What is a corpus?

A corpus of texts is a specific set of linguistic data presented in an electronic form. It is made up of texts that are usually of many different styles and genres accompanied by linguistic information. The search tools enable search and selection of desired linguistic units and information. Corpora are a good source of authentic information, which linguists can use to write accurate papers on the function and meaning of words, as well as describe other linguistic phenomena, such as statistics about words, their collocability, etc. Using a corpus enables common users to better understand the system of language and to verify or enrich their knowledge of how linguistic units function in real situations. It is not a replacement for linguistic reference books.

The Slovak National Corpus is a scientific and research project for building a corpus of electronic text, which was in the first period focused on contemporary Slovak written texts from the period 1955 – 2005. In its second and third period, it has been expanded to provide a wider array of texts, including texts from other periods (before 1955 and after 2005). It also covers various language types (spoken Slovak and dialects to a limited extent). Since 2002, the SNK Department of the Ľ. Štúr Institute of Linguistics at SAS has been carrying out systematic and comprehensive research on the Slovak language and subsequently putting it into electronic form.

For a clearer understanding of terms, see Výberový slovník termínov z korpusovej lingvistiky (Selective Dictionary of Corpus Linguistics Terms).

What are the types of corpora?

Corpora are divided according to:

1. language

- monolingual corpora are available for many languages (national corpora)

- bilingual and multilingual (parallel) corpora: original texts and their translations

2. language form

-besides the corpora of written texts there are also spoken corpora

3. size

- the first corpora, which contained less than 1 million word forms existed until 1975. At present, there are several corpora containing billions of words

4. type of text

- the corpora may be either general (not further specified) or specialized depending on source and scope of linguistic issue (single-author text corpus, corpus of informal speeches, corpus of most recent texts in order to capture neologisms, etc.)
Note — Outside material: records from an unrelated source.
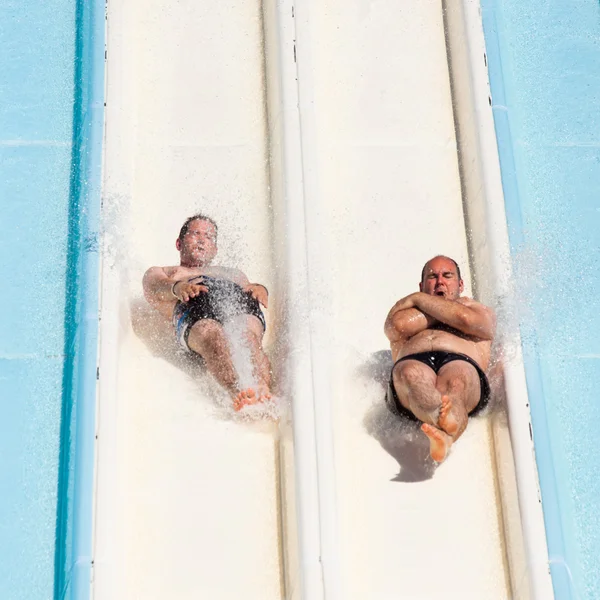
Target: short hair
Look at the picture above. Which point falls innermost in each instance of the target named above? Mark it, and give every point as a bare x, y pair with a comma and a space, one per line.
196, 217
441, 256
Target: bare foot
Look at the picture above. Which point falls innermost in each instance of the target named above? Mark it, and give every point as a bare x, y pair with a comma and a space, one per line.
447, 420
439, 441
248, 397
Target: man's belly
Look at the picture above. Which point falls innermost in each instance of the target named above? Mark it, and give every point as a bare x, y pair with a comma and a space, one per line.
433, 339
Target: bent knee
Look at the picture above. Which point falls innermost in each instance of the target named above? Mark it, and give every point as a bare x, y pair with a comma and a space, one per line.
208, 333
413, 373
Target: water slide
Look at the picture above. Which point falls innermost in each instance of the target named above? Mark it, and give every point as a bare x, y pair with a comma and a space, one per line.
324, 139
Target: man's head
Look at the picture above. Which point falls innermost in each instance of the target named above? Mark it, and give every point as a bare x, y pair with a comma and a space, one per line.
441, 277
197, 241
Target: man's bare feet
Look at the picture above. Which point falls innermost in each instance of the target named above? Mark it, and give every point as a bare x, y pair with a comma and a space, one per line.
447, 420
248, 397
440, 442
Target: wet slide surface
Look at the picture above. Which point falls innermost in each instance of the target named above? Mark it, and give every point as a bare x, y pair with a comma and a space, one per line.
187, 498
188, 503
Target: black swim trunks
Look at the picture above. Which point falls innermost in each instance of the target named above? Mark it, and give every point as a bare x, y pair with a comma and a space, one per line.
436, 359
224, 300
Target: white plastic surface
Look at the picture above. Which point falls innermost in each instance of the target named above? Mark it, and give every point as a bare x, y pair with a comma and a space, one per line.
363, 187
187, 499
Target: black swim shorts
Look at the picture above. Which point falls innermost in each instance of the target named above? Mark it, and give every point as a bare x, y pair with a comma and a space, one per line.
223, 301
436, 359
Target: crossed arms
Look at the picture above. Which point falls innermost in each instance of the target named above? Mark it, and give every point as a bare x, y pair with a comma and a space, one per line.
162, 286
419, 311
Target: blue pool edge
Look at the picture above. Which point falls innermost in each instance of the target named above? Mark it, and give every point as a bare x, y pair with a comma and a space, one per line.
73, 552
559, 560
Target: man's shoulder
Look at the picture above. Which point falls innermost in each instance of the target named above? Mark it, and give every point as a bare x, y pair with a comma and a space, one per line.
474, 303
227, 273
168, 271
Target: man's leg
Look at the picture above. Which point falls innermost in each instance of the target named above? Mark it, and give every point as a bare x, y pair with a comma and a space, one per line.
460, 389
207, 338
415, 385
252, 335
211, 340
417, 390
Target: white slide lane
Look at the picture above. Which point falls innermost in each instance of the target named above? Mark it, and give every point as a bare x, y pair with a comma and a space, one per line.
209, 107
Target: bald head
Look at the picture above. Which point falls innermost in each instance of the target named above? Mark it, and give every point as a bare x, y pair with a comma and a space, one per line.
441, 277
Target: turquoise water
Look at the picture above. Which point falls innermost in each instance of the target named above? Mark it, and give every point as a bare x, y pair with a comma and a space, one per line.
544, 62
49, 187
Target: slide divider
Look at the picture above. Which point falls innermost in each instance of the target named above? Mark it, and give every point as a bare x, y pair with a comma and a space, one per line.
295, 193
490, 255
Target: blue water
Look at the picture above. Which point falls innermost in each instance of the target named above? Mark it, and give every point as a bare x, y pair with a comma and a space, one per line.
544, 63
49, 191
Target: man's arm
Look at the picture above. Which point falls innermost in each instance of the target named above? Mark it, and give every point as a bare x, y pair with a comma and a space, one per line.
403, 323
464, 314
160, 287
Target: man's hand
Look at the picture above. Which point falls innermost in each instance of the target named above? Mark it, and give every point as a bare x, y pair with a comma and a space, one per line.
405, 303
185, 291
259, 292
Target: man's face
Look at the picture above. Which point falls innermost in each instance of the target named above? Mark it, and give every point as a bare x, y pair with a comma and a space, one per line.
441, 279
199, 245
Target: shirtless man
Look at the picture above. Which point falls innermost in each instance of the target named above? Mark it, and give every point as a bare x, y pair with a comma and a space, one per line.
440, 344
200, 299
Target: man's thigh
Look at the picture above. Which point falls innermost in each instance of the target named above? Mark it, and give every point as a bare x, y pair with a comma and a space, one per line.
248, 326
460, 379
205, 334
412, 376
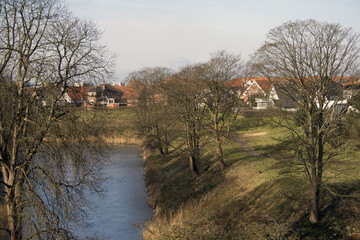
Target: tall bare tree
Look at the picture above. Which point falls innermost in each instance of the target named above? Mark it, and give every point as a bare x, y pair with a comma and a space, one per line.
154, 120
45, 149
316, 59
184, 96
220, 96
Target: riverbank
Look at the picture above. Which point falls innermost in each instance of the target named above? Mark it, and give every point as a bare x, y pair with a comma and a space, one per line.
256, 197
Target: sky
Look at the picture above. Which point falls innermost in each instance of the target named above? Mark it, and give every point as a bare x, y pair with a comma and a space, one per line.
175, 33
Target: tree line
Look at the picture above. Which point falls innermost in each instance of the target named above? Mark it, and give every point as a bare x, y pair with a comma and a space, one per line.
189, 104
318, 65
48, 153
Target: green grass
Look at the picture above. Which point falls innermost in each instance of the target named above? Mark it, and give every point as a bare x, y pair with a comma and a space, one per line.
256, 197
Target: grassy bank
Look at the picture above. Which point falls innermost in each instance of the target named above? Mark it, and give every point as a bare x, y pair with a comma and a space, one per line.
259, 196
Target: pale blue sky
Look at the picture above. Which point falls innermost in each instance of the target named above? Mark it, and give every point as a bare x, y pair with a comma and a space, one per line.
173, 33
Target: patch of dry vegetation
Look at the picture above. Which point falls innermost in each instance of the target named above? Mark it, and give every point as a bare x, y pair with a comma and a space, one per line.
256, 198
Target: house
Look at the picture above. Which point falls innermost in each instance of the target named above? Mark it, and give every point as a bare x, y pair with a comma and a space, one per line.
104, 95
282, 95
254, 91
74, 96
130, 92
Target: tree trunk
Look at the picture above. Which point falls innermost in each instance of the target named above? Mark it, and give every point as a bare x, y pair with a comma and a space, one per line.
14, 223
315, 203
193, 166
220, 154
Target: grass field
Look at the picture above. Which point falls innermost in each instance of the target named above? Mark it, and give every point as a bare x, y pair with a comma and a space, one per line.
260, 196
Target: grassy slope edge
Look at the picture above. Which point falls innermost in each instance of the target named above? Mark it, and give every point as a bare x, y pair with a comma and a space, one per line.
257, 197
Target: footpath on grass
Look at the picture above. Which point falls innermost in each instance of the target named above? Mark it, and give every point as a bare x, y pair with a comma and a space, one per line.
256, 197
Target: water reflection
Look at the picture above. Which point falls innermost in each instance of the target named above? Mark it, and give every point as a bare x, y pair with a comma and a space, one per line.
125, 202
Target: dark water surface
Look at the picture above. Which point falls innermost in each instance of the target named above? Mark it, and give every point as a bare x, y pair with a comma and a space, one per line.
125, 201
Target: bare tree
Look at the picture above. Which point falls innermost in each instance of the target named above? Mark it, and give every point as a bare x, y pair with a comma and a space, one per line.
220, 97
316, 59
183, 94
154, 120
45, 149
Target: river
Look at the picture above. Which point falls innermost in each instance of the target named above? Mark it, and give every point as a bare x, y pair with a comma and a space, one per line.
124, 204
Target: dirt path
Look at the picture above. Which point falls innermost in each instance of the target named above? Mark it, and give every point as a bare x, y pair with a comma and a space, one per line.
246, 147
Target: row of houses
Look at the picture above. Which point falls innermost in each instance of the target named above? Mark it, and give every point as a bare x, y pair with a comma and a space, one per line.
257, 93
110, 96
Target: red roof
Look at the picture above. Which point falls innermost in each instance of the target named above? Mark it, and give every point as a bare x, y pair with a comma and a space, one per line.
77, 93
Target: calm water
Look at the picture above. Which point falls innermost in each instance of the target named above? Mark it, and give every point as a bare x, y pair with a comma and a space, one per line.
125, 202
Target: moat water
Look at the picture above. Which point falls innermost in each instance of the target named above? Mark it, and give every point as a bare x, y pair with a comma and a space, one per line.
123, 208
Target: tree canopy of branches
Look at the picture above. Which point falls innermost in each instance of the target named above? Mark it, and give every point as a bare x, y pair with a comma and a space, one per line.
184, 96
220, 97
45, 149
154, 120
317, 59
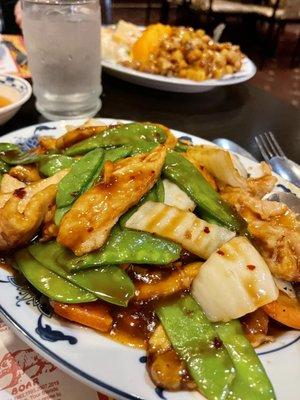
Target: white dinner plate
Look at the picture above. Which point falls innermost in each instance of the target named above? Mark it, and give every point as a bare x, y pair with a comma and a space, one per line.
181, 85
101, 363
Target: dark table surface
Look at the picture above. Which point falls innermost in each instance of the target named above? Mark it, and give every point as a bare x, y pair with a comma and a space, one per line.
236, 112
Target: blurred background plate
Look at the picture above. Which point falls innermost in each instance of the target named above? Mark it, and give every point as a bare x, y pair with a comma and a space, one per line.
181, 85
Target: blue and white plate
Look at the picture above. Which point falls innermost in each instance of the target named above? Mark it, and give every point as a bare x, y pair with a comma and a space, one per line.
15, 89
101, 363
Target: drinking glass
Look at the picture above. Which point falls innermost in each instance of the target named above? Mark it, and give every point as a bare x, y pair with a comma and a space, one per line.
62, 38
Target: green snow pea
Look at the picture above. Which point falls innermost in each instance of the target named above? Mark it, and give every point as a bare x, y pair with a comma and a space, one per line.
109, 283
160, 191
49, 283
195, 340
53, 163
125, 246
251, 381
21, 158
81, 176
182, 172
126, 134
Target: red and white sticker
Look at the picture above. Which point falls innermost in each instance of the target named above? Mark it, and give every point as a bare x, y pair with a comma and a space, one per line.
25, 375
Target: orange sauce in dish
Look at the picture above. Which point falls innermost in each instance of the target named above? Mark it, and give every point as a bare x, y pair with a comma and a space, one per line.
4, 101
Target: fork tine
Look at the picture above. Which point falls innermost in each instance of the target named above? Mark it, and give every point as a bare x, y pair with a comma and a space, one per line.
262, 148
269, 140
266, 143
275, 145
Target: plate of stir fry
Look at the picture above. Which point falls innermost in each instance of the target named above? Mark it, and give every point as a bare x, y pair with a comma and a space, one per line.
149, 263
177, 59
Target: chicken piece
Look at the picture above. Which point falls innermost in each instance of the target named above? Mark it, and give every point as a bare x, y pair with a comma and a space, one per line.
36, 187
25, 173
17, 228
87, 225
178, 281
77, 134
255, 327
259, 187
208, 176
10, 184
164, 366
285, 310
274, 228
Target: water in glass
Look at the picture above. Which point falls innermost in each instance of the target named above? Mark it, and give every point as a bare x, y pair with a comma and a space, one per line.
63, 43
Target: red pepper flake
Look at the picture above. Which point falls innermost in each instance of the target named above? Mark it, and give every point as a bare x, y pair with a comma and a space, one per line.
20, 193
218, 343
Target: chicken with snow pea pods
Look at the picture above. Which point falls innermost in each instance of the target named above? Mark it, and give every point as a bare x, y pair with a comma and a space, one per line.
158, 244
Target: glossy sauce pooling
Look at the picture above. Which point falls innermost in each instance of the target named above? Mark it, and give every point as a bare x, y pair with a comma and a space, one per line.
4, 101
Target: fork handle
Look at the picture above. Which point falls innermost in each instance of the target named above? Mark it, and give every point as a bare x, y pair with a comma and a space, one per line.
286, 168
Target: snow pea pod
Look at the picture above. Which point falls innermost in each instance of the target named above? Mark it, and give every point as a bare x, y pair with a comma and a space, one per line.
182, 172
81, 176
157, 193
49, 283
120, 135
4, 167
195, 340
125, 246
251, 381
109, 283
53, 163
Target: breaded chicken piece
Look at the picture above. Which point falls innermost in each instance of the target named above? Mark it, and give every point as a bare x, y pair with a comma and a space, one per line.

5. mode of preservation (storage)

- corpora can be either preserved in basic text form, or be lemmatised (a single word is accompanied by base form of word) and morphologically, syntactically, semantically, or stylistically annotated

6. date of origin

- synchronic corpora are oriented to illustrate the contemporary state of a language

- diachronic corpora provide the evolution stages of a language over time

Corpora can be representative or balanced. A representative corpus is a wide set of real examples of use of a national language in all its forms and diversity (diverse text types, genres, various authors...). A balanced corpus is usually based on proportional sampling of main text types, the other parameters such as genre, domain, etc. are registered only.

How to build a corpus?

The building of a corpus has several stages:

Getting permission for use. Corpora are used for non-commercial purposes and the texts are obtained from contributors (authors, publishers and other copyright holders) under a license agreement.
Data capture. Most of the material is obtained in electronic form, or from the Internet, as well as by using OCR technology or by text transcription.
Corpus data processing. In the initial phase, the plain text is extracted. It cannot contain any characters, symbols, pictures, graphs, etc. Subsequently, the text is converted to a unified format. The text conversion also covers the tokenization (the process of breaking a stream of text up into its smallest elements called tokens (text units). In the following phase the text is usually tagged, attaching information to a word including information on structure of text, POS tagging, function of word, semantics, etc.).

How can be corpora used?

Corpora are used in various areas of research and applications, such as:

1. Corpus Linguistics

A branch of mathematic (computational) linguistics focused on various phenomena in corpora demonstrated in large amounts of “real world” text where we can spot words and language phenomena in their natural context. Based on analysis of the corpus texts, linguistic theories can be verified and new hypotheses or theories developed. Corpora are mainly useful in lexicography so the lexicographers can write more accurate and meaningful dictionaries.

2. Natural Language Processing

Some outcomes of NLP, such as word lists, collocations and word co-occurrences, word frequency, etc. can also be used in nonlinguistic applications. Examples include text processing systems (automatic grammar or spell checkers, machine translation), speech recognition systems, etc.

3. Teaching languages

A corpus is a database of phrases and sentences used for teaching a foreign language or mother tongue. A small corpus together with a dictionary can be part of a computer program for teaching. It provides evidence of how words are used in contexts in which they occur.